Rencontre avec sainte Anne – rapport de la pèlerine Susanne Rasing
Livre d’heures de soumission : Les pèlerins peuvent contribuer, lié à l’une des 34 cartes de parcours. Une sélection de ceux-ci sera regroupée dans un nouveau livre d’heures de pèlerinage. Lire la suite ici.
La pèlerine Susanne Rasing nous a fait part de ses réflexions, conformément à la carte routière 27, Hernen – Bergharen.
Aussitôt dit, aussitôt fait : Hup, jambe gauche par jambe droite, prenez une bonne respiration profonde. Délicieux. Je me sens vraiment comme un globe-trotter. Avec votre sac à dos sur le dos, dans votre t-shirt, le soleil sur le corps. J’ai l’impression que l’intérieur de ma poitrine a plus d’espace. J’en fais l’expérience chaque fois que je me promène avec mon sac à dos.
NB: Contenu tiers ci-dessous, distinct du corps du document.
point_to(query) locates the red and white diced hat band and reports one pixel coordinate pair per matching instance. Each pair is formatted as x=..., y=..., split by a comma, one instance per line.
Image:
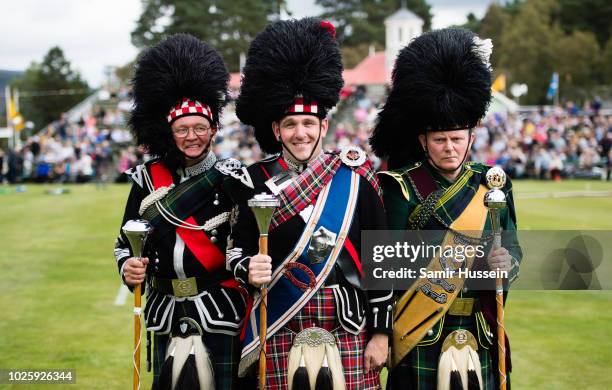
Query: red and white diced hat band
x=300, y=107
x=189, y=107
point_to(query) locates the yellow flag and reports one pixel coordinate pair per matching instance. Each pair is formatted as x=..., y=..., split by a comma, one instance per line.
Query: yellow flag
x=500, y=83
x=15, y=117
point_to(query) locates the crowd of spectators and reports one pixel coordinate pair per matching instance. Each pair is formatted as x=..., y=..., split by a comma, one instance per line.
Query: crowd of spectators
x=95, y=148
x=556, y=143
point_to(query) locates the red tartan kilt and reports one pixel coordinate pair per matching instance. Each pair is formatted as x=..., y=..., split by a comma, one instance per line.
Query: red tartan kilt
x=320, y=311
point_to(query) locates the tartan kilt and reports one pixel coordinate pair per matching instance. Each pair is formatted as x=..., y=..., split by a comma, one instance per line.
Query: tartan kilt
x=419, y=369
x=223, y=351
x=320, y=311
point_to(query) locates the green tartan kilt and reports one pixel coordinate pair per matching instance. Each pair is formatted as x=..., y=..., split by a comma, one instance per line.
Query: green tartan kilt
x=419, y=369
x=224, y=352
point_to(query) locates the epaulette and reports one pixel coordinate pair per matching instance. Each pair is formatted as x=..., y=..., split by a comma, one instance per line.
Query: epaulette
x=135, y=174
x=234, y=168
x=399, y=179
x=477, y=167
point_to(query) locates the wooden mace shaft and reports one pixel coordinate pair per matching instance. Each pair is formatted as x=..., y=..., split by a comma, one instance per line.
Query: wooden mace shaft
x=263, y=318
x=501, y=336
x=137, y=331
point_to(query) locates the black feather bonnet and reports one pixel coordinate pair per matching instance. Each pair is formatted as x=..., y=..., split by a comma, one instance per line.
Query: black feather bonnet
x=181, y=66
x=289, y=59
x=441, y=81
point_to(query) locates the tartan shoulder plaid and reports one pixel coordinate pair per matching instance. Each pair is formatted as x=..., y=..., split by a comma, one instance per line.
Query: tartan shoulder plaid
x=306, y=187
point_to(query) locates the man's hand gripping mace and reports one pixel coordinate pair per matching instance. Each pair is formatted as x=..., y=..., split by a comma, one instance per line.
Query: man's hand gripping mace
x=495, y=201
x=137, y=231
x=263, y=206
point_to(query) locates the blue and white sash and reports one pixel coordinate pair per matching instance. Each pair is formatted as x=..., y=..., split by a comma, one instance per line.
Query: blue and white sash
x=333, y=210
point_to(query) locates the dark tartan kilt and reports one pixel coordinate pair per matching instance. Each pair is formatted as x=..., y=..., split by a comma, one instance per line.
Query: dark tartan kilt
x=419, y=369
x=320, y=311
x=224, y=353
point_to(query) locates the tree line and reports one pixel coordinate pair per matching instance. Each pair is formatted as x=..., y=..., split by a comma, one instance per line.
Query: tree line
x=532, y=39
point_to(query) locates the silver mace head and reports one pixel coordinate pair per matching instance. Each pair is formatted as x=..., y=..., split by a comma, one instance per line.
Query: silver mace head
x=263, y=206
x=495, y=197
x=137, y=231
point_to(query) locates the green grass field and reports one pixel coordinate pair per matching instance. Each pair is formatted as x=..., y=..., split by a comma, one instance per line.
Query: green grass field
x=58, y=281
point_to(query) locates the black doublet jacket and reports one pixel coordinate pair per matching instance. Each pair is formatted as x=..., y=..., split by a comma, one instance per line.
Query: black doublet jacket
x=217, y=309
x=375, y=306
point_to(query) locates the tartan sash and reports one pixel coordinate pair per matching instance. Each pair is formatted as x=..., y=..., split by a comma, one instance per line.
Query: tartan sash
x=181, y=201
x=333, y=210
x=305, y=188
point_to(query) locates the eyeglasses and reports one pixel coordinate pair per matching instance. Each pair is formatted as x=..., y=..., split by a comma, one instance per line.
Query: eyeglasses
x=182, y=132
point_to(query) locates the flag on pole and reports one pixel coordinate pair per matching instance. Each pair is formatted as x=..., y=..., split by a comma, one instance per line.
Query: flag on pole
x=553, y=87
x=500, y=83
x=15, y=118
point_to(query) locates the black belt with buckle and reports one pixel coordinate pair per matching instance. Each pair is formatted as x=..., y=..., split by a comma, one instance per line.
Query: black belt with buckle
x=183, y=287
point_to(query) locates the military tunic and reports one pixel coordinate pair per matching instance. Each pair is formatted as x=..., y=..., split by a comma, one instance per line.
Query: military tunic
x=370, y=310
x=217, y=308
x=418, y=370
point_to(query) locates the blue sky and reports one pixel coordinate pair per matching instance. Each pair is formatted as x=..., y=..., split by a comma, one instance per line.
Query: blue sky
x=96, y=33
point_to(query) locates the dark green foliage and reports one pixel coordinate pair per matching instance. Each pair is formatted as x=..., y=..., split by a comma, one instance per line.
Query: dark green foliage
x=228, y=26
x=50, y=88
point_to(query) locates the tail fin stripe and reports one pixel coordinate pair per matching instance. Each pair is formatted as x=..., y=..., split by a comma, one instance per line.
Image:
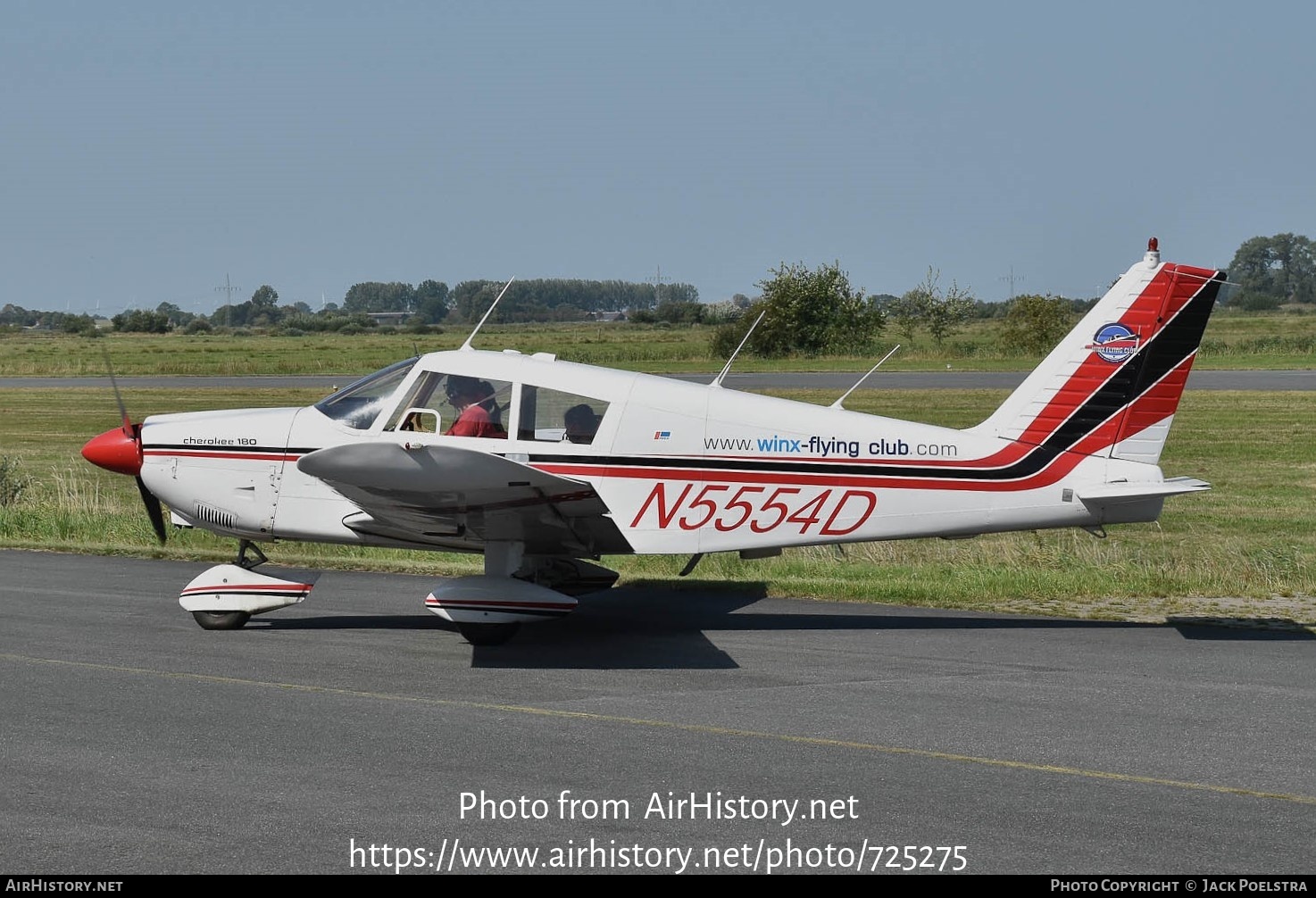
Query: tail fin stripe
x=1176, y=343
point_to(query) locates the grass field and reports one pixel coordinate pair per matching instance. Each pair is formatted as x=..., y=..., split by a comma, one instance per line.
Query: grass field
x=1244, y=551
x=1232, y=340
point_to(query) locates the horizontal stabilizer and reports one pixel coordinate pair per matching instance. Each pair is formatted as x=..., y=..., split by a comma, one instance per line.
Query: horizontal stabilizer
x=1104, y=494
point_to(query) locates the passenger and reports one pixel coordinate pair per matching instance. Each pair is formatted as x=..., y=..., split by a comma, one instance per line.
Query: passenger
x=580, y=423
x=477, y=410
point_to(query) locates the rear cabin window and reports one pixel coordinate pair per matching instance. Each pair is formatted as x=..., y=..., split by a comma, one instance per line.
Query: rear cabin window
x=557, y=416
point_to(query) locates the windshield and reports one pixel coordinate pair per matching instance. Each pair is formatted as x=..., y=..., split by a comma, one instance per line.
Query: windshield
x=358, y=404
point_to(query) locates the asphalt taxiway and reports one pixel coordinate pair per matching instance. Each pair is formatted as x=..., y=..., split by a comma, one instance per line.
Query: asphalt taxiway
x=137, y=743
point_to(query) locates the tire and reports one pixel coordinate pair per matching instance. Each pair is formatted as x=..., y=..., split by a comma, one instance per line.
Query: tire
x=487, y=634
x=221, y=619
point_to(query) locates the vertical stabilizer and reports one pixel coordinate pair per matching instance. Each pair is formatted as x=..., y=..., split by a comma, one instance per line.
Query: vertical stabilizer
x=1113, y=383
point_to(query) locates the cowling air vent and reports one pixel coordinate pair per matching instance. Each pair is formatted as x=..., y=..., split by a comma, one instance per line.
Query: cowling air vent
x=214, y=516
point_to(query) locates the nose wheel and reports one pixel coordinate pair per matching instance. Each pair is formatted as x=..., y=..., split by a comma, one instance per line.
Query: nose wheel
x=221, y=619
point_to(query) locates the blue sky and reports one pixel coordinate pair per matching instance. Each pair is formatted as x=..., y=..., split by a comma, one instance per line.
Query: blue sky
x=152, y=149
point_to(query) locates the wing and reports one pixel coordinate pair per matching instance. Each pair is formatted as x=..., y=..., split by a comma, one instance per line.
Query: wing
x=462, y=498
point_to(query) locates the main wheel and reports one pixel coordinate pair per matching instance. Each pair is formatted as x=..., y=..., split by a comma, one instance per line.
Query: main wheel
x=487, y=634
x=221, y=619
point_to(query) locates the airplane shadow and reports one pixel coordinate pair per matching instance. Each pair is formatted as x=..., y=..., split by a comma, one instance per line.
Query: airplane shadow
x=658, y=624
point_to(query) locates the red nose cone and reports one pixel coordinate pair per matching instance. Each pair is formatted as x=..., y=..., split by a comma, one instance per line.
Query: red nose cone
x=116, y=452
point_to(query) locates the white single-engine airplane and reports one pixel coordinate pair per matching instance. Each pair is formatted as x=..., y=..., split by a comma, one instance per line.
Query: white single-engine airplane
x=541, y=463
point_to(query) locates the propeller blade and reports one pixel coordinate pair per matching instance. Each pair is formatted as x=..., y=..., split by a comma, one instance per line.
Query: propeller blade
x=119, y=398
x=153, y=510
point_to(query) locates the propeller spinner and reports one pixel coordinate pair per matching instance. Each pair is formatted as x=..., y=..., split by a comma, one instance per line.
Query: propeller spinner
x=120, y=451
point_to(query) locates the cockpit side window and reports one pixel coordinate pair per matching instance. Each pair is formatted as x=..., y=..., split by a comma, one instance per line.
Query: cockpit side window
x=557, y=416
x=358, y=404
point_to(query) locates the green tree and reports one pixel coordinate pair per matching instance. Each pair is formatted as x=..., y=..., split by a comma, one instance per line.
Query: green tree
x=808, y=312
x=1037, y=323
x=375, y=296
x=142, y=321
x=1279, y=268
x=265, y=299
x=430, y=302
x=928, y=305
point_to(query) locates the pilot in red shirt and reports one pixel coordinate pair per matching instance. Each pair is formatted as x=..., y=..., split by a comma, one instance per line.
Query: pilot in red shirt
x=474, y=402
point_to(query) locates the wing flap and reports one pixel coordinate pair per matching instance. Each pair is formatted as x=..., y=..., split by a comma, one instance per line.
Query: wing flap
x=462, y=498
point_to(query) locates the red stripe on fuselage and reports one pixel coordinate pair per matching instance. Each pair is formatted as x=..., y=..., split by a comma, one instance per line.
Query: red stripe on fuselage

J’ai l’impression que cette pensée me fait sourire. Et je continue.
Léger virage à droite puis de nouveau tout droit. Je m’arrête. Non, mais. Cette église a l’air magnifiquement majestueuse. Comme c’est gracieux. Si beau entre les arbres. Je regarde à nouveau ma carte et je vois que je dois aussi aller dans cette direction en fonction de l’itinéraire. Super, je dois voir cette église. Je suis tellement attiré par ça.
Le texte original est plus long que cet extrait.